Le premier : Gauche de Combat répondait à une de mes provocations en se moquant de mon sens politique. C’est très drôle, dès l’affaire DSK, je me disais que François Hollande pouvait bien gagner l’élection. Le deuxième : Babelouest a laissé un commentaire à ce billet de Rosa Elle pour dire qu’il avait écrit à François Hollande le 31 mars 2012 pour lui demander de se désister. « Vu la dynamique qui se développe largement autour de Jean-Luc Mélenchon, il serait certainement souhaitable que vous vous désistiez dès maintenant pour lui, afin d'assurer la victoire de la gauche : après tout, c'est bien ce que vous souhaitez ! »

Mon sens politique serait de dire que c’est impossible : François Hollande a été élu par le peuple de gauche à l’issue d’une primaire. Surtout, mon sens politique serait de dire que Jean-Luc Mélenchon n’avait aucune chance d’être élu (sauf par hasard si Marine Le Pen avait été au deuxième tour avec lui…). Ce n’est pas une question de projet politique mais de sociologie de l’électorat. Mais j’ai beau jeu de commenter bien après coup. Et je répète : ce n’est pas une question de projet politique, je me retrouve dans plein de parties de ce que propose Jean-Luc Mélenchon.

D’ailleurs, je ne vais pas stigmatiser mes camarades du Front de Gauche, certains sont encore plus soupe-au-lait que moi.

Le troisième exemple est dans les commentaires de mon billet d’hier soir, où je parlais de la mauvaise popularité de Jean-François Copé qui en est à 28% d’opinions positives. Pierre dans un premier commentaire niait ce résultat et s’en prenait au sondage. Alors que je lui répondais que c’était pourtant une évidence il me disait que c’était de la foutaise. Il m’a envoyé un ou deux derniers commentaires pour dire qu’il se rangeait à mon avis tout en critiquant toujours le sondage.

Nous allons donc étudier un cas d’école : Jean-François Copé, pour faire plaisir à Pierre.

Tout d’abord, ça a peu d’importance. Sa popularité est une constante dans les sondages (voir par exemple TNS-Sofres qui nous fournit l’illustration de ce billet). Prenez un quidam interrogé. Vous lui demandez « Avez-vous une bonne opinion de Jean-François Copé ? » ou « Avez-vous une mauvaise opinion de Jean-François Copé ? »… Si le quidam en question ne s’intéresse pas à la politique, il répondra en toute logique « non ». Il n’a ni bonne opinion ni mauvaise opinion.

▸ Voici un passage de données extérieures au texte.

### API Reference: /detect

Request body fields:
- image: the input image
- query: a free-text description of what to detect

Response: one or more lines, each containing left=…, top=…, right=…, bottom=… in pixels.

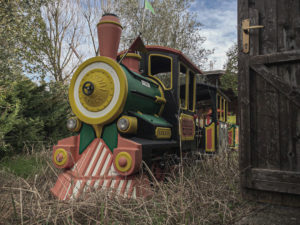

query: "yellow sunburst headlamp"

left=69, top=56, right=128, bottom=126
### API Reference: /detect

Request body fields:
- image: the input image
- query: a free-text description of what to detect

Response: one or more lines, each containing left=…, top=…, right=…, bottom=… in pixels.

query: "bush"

left=0, top=77, right=70, bottom=157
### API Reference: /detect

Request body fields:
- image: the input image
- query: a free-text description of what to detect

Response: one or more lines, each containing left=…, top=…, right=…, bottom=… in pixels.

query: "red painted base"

left=51, top=138, right=151, bottom=200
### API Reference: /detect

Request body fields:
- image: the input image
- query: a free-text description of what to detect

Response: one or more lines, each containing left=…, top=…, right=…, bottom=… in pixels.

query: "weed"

left=0, top=149, right=254, bottom=224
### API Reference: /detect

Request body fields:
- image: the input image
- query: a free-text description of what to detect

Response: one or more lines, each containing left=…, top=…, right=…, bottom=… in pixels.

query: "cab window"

left=149, top=54, right=172, bottom=89
left=178, top=64, right=188, bottom=109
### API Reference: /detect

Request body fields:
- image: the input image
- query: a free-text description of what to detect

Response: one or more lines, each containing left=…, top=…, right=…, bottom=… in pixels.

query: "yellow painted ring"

left=53, top=148, right=68, bottom=166
left=115, top=152, right=132, bottom=172
left=120, top=53, right=142, bottom=60
left=69, top=56, right=128, bottom=124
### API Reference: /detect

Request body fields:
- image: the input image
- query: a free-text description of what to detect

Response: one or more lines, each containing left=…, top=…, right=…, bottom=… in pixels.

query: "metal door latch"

left=242, top=19, right=264, bottom=53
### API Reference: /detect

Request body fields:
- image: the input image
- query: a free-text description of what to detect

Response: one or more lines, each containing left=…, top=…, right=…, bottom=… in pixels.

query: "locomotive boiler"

left=51, top=14, right=234, bottom=200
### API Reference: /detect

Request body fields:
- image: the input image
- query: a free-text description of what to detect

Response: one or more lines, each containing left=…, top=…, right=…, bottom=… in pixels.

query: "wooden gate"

left=238, top=0, right=300, bottom=205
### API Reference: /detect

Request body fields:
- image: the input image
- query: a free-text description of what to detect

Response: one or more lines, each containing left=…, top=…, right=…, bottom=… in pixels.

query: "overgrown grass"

left=0, top=154, right=46, bottom=178
left=0, top=149, right=254, bottom=224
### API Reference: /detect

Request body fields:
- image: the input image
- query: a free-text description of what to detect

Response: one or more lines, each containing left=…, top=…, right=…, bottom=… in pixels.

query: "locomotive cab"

left=141, top=46, right=202, bottom=151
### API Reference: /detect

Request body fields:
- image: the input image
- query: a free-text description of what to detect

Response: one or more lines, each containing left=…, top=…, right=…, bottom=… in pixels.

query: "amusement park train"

left=51, top=14, right=236, bottom=200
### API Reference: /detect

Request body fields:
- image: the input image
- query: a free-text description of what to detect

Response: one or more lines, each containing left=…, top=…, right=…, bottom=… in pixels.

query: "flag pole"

left=141, top=0, right=146, bottom=33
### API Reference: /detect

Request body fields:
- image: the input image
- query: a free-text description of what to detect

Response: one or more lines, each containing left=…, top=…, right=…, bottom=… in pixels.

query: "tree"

left=42, top=0, right=83, bottom=83
left=115, top=0, right=212, bottom=66
left=221, top=44, right=238, bottom=95
left=0, top=0, right=47, bottom=80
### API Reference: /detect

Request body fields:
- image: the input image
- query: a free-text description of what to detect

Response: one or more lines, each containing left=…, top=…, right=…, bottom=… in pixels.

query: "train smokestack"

left=97, top=13, right=123, bottom=60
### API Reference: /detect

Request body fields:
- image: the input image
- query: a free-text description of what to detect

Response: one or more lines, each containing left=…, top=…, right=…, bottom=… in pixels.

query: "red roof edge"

left=118, top=45, right=203, bottom=74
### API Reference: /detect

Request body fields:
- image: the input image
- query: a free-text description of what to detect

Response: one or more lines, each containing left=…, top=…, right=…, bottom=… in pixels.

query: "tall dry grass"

left=0, top=151, right=253, bottom=224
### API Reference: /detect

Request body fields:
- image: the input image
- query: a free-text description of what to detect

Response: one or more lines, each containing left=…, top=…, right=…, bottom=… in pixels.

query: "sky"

left=191, top=0, right=237, bottom=70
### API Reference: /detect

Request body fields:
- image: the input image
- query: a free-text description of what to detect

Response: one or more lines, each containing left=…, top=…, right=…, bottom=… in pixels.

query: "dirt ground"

left=235, top=203, right=300, bottom=225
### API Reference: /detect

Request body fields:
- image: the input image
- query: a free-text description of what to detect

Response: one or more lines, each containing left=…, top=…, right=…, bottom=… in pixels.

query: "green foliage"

left=221, top=44, right=238, bottom=95
left=0, top=76, right=70, bottom=156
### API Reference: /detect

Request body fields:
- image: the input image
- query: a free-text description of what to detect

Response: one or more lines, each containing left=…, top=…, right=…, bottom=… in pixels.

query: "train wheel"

left=151, top=162, right=165, bottom=182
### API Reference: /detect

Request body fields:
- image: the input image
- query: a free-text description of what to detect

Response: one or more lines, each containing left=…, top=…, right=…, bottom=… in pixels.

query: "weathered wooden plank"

left=242, top=189, right=300, bottom=207
left=294, top=109, right=300, bottom=172
left=277, top=0, right=300, bottom=171
left=249, top=5, right=259, bottom=167
left=252, top=179, right=300, bottom=195
left=238, top=0, right=251, bottom=187
left=250, top=50, right=300, bottom=64
left=251, top=168, right=300, bottom=183
left=251, top=0, right=280, bottom=169
left=251, top=64, right=300, bottom=107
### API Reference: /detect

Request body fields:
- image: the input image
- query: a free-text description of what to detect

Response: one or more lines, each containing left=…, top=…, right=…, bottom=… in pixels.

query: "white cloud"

left=192, top=0, right=237, bottom=69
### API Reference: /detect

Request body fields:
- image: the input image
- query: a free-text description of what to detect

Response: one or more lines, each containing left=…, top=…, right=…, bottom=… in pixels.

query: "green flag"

left=145, top=0, right=155, bottom=15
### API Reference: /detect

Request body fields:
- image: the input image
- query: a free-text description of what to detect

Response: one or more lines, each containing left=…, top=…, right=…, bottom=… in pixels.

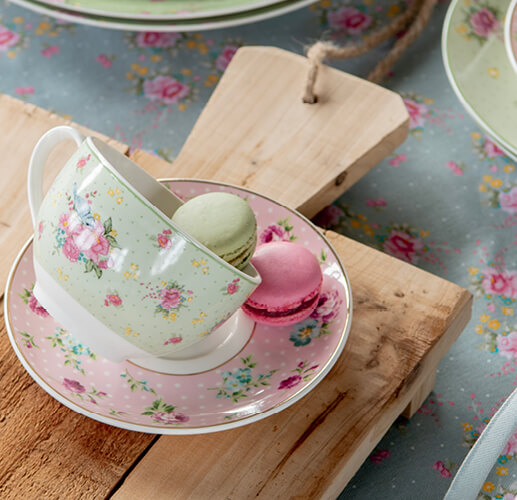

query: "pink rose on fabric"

left=63, top=237, right=81, bottom=262
left=144, top=76, right=190, bottom=104
left=105, top=293, right=122, bottom=306
left=259, top=224, right=289, bottom=243
left=215, top=45, right=239, bottom=71
left=29, top=292, right=49, bottom=318
left=313, top=205, right=345, bottom=229
left=433, top=460, right=452, bottom=477
left=403, top=99, right=429, bottom=129
left=0, top=24, right=21, bottom=52
left=482, top=267, right=517, bottom=299
left=483, top=137, right=504, bottom=158
left=73, top=220, right=109, bottom=264
left=310, top=290, right=343, bottom=323
left=327, top=7, right=372, bottom=35
left=157, top=233, right=172, bottom=250
left=470, top=7, right=499, bottom=38
left=151, top=411, right=189, bottom=424
left=136, top=31, right=181, bottom=49
left=278, top=375, right=302, bottom=389
left=63, top=378, right=86, bottom=394
left=497, top=332, right=517, bottom=360
left=160, top=288, right=181, bottom=310
left=384, top=231, right=424, bottom=264
left=41, top=45, right=60, bottom=59
left=501, top=432, right=517, bottom=455
left=499, top=186, right=517, bottom=215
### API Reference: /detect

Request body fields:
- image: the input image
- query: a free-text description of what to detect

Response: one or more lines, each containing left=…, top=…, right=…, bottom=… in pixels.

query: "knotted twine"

left=303, top=0, right=437, bottom=104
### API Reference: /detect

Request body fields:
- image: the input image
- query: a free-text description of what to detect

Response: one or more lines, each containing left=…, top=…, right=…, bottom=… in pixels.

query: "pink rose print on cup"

left=497, top=332, right=517, bottom=360
left=215, top=45, right=239, bottom=71
left=0, top=24, right=21, bottom=52
left=310, top=290, right=343, bottom=324
left=383, top=231, right=424, bottom=264
left=469, top=7, right=499, bottom=38
left=327, top=7, right=372, bottom=35
left=221, top=278, right=240, bottom=295
left=136, top=31, right=181, bottom=49
left=482, top=267, right=517, bottom=299
left=156, top=229, right=172, bottom=250
left=144, top=76, right=190, bottom=104
left=63, top=378, right=86, bottom=394
left=499, top=186, right=517, bottom=215
left=403, top=98, right=429, bottom=129
left=313, top=205, right=345, bottom=229
left=501, top=432, right=517, bottom=456
left=483, top=137, right=505, bottom=158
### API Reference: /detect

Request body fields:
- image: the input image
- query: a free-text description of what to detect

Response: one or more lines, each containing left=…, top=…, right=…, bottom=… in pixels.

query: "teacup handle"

left=27, top=125, right=85, bottom=227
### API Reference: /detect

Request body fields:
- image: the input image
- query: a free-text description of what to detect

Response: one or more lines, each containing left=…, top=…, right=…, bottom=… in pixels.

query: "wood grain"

left=165, top=47, right=409, bottom=217
left=0, top=94, right=129, bottom=297
left=113, top=231, right=472, bottom=500
left=0, top=300, right=156, bottom=500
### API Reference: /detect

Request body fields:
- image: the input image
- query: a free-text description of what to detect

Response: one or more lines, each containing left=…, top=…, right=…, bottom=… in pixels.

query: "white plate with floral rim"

left=29, top=0, right=282, bottom=20
left=10, top=0, right=317, bottom=33
left=4, top=180, right=352, bottom=434
left=504, top=0, right=517, bottom=74
left=442, top=0, right=517, bottom=161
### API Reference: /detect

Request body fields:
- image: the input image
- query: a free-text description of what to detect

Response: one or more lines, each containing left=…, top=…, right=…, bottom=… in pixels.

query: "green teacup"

left=28, top=127, right=260, bottom=361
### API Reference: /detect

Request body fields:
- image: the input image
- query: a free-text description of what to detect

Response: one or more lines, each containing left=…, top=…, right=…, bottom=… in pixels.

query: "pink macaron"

left=242, top=241, right=323, bottom=326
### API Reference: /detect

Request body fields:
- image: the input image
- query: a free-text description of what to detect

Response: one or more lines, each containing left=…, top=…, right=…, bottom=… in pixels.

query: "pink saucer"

left=5, top=180, right=352, bottom=434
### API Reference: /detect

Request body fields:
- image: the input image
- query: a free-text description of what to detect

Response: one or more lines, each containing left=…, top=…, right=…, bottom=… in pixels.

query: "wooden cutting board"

left=0, top=48, right=472, bottom=500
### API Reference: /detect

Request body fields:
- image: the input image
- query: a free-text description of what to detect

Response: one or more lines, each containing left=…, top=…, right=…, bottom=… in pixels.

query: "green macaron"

left=172, top=192, right=257, bottom=270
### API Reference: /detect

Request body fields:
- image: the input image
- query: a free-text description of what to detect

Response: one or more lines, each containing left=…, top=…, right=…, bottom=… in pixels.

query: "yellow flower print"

left=495, top=465, right=508, bottom=476
left=482, top=481, right=495, bottom=493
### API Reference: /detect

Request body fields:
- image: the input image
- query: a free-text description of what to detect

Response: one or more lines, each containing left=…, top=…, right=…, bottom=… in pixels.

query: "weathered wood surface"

left=110, top=231, right=472, bottom=500
left=0, top=49, right=470, bottom=500
left=167, top=47, right=409, bottom=217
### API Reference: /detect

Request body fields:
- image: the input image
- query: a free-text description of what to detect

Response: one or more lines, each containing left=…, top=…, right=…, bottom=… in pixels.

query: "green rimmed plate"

left=10, top=0, right=316, bottom=32
left=442, top=0, right=517, bottom=160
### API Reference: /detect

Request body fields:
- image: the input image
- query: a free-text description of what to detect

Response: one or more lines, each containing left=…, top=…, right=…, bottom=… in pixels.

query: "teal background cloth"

left=0, top=0, right=517, bottom=500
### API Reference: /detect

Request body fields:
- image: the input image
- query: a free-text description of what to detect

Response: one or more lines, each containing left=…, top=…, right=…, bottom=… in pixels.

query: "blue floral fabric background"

left=0, top=0, right=517, bottom=500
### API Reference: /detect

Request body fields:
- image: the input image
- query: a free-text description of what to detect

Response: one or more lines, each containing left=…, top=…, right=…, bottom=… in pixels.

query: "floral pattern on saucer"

left=6, top=181, right=351, bottom=434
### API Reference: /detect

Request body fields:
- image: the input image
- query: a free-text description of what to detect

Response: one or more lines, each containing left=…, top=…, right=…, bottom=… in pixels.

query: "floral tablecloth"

left=0, top=0, right=517, bottom=500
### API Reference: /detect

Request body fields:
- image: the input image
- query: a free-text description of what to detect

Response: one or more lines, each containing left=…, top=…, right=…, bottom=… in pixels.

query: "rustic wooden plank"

left=113, top=231, right=472, bottom=500
left=0, top=300, right=156, bottom=500
left=165, top=47, right=409, bottom=217
left=0, top=94, right=129, bottom=297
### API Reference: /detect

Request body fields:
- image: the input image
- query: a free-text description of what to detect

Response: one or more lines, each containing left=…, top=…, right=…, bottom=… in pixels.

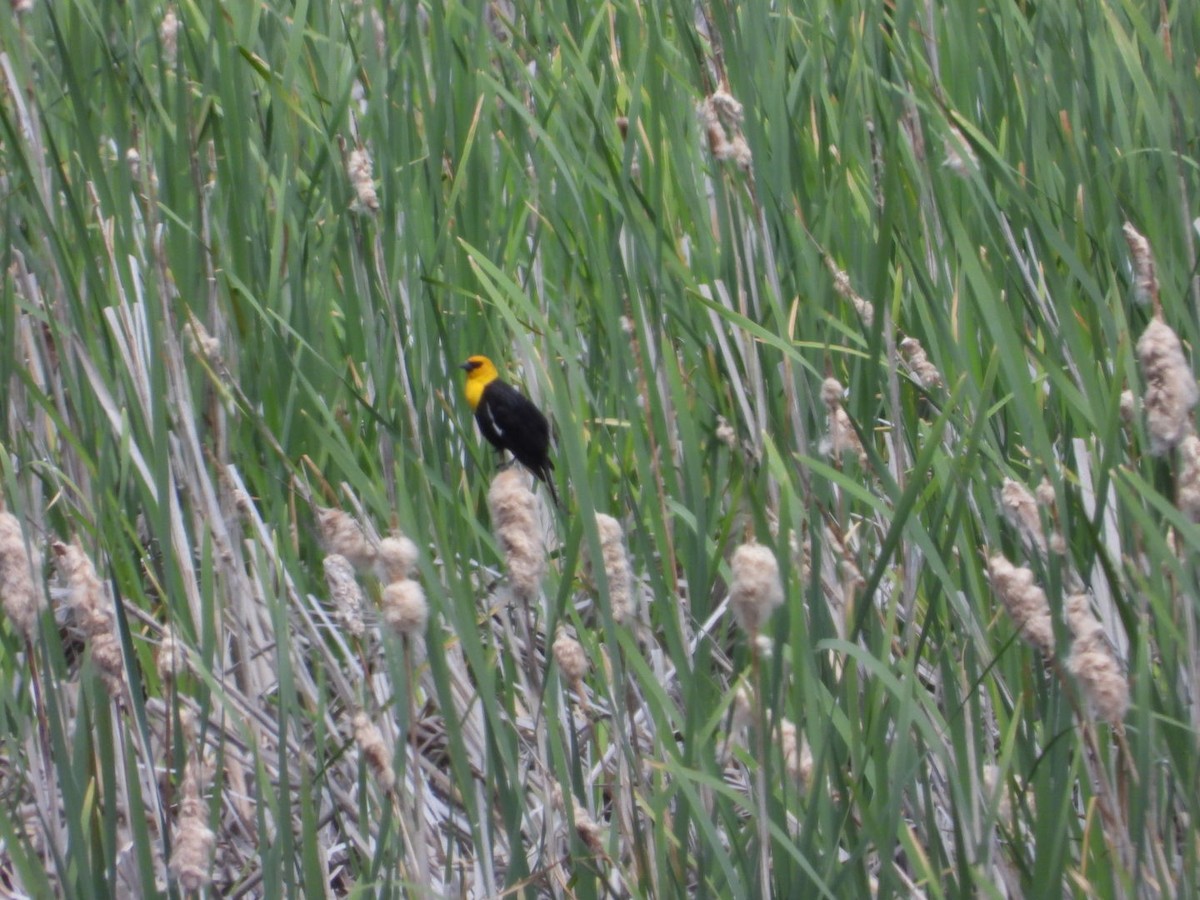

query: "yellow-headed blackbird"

left=460, top=356, right=562, bottom=506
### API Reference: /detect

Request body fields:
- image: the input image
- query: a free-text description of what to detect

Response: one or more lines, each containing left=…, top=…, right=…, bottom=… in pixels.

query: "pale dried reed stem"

Il s’en fout.

Prenez la liste que je diffusais hier, celle du baromètre Paris Match – IFOP. Parmi le top 15 des personnes « à meilleure opinion », on retrouve : un ancien président de la République (Nicolas Sarkozy), quatre anciens Premiers ministres (Alain Juppé, Jean-Pierre Raffarin, Laurent Fabius et François Fillon), quatre figures historiques de leurs partis politiques qui furent chacune Présidentiables ou ont été candidats (Martine Aubry, Jack Lang, Jean-Louis Borloo et François Bayrou) et un Maire de Paris (Bertrand Delanoë, que j’aurais pu mettre dans la catégorie précédente). Il y a aussi le Ministre chouchou des Français (Manuel Valls) et celui qui a beaucoup fait parler de lui récemment (Arnaud Montebourg), deux Ministres importants (Education Nationale et Economie et finances)… et Christine Lagarde (qui a remplacé un des chouchous des Français précédents). Et parmi ces quinze, tous ne recueillent pas 50% d’opinions favorables…

Ainsi, Jean-François Copé a un déficit de notoriété aggravé par une mauvaise période avec cette crise à l’UMP dont il est désigné comme responsable par l’opinion publique plus favorable à François Fillon ne serait-ce que par la proportion de la population la moins à droite puisque le positionnement politique de Jean-François Copé est plus à droite que celui de François Fillon (ce qui pourrait se discuter).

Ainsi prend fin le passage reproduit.